Now consider what happens if an 11th participant decides to join the bid with an additional 100 shares, but shortly thereafter an existing bidder decides to cancel his prior order for 100 shares. In this case the tape would show 1,000 shares of interest at $25 jumping to 1,100 shares, only to quickly fall back to 1,000 shares.
“For all intents and purposes, it would seem that someone posted, and then quickly cancelled, 100 shares – producing what is often called a flickering quote,” he said. “But who, in this instance, is the party that produced this flickering quote? The answer is, surprisingly, that no individual party produced the flickering quote. It is simply a ramification of distinct parties each acting, and then reacting, at similar times. I think if we are to better understand the speed of the market, address concerns, and even consider actions, we must start by analysing data that informs us on how market participants actually behave, and not limit ourselves to simply observing the results of their behaviour in aggregate. Fortunately, we can do just that using tools like Midas.

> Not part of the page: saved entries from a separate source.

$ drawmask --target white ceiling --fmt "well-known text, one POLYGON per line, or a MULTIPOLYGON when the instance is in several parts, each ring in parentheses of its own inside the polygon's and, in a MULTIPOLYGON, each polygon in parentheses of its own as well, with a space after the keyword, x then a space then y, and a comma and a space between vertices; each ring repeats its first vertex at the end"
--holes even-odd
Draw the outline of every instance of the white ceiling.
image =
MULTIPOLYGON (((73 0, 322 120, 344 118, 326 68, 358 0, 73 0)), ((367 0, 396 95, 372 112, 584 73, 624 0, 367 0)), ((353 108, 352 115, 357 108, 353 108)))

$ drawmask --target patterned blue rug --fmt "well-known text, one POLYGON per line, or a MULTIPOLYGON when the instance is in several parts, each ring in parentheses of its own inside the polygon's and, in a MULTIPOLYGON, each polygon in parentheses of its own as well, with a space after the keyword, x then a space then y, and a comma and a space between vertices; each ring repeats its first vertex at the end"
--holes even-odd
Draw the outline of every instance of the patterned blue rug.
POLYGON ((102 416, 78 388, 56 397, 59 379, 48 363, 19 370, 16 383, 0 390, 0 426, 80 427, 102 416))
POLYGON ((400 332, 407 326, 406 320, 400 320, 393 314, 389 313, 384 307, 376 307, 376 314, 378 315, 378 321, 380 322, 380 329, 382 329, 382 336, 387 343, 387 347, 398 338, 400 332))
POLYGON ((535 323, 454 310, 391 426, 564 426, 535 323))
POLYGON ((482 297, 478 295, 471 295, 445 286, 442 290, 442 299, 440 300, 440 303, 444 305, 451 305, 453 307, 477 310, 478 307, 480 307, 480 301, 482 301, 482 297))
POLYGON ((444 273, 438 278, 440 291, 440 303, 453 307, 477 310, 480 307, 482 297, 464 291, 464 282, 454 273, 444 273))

Processing the data is a huge task. “What makes this process tricky is not necessarily the availability of data, or even the underlying technologies (though building a reliable and meaningful real-time monitoring system is a huge task). Rather, the tricky part is figuring out what is abnormal or outlier activity, and what is just an uncommon activity.
Many people would say that an outlier activity is something that occurs only 1% of the time, or maybe even 0.1% of the time. But remember we have a billion records a day. If outliers are defined at the 0.1% level, that would imply one million potential outlier events.
The fact is that simple broad-brush strokes won’t teach us much. The vast majority of outlier events are nothing more than just that – outlier events. As humans, it is in our DNA to try to interpret all such events, look for meaning, and take action. It’s why we see faces in clouds.”
By the end of this year, however, the regulators of the US markets will have another powerful tool, the Comprehensive Audit Trail, created by a joint plan of the seventeen national securities exchanges and FINRA (collectively the SROs), at the direction of the SEC Rule 613, which requires them to submit a plan by 6 December 2013.
By design, this system will provide a much more complete view of the equity and equity options markets, and will include such data elements as customer ID.
Randy Snook, executive vice president of business policy and practices at Sifma, said: “CAT will be a massive undertaking that will require significant resources from the industry and technology professionals in particular. The sheer size of the CAT database makes it unlike any other system: it is estimated that it will process over 50 billion records resulting in approximately 10 terabytes of data per day. And the number of records is expected to grow 25% annually. That means the system will have to support over 12 petabytes of data in order to retain data over a period of five years.”
The SEC’s Berman said that in some respects, “Midas is a bit of a precursor to CAT, at least for those of us performing the analyses and buried deep in the data. As such, it’s really just the beginning of an exciting trend in market regulation that combines advanced technologies and data, with, most importantly, talented and dedicated staff with a passion for understanding the markets. And for technologists and quants, the SEC has become an incredibly interesting place to work. I find it incredible that in a period of only six months we went from being significantly behind most market participants in this area of technology to leap-frogging most buy-side firms and landing on par with regard to the data collection and analysis capabilities of many high-frequency trading firms.”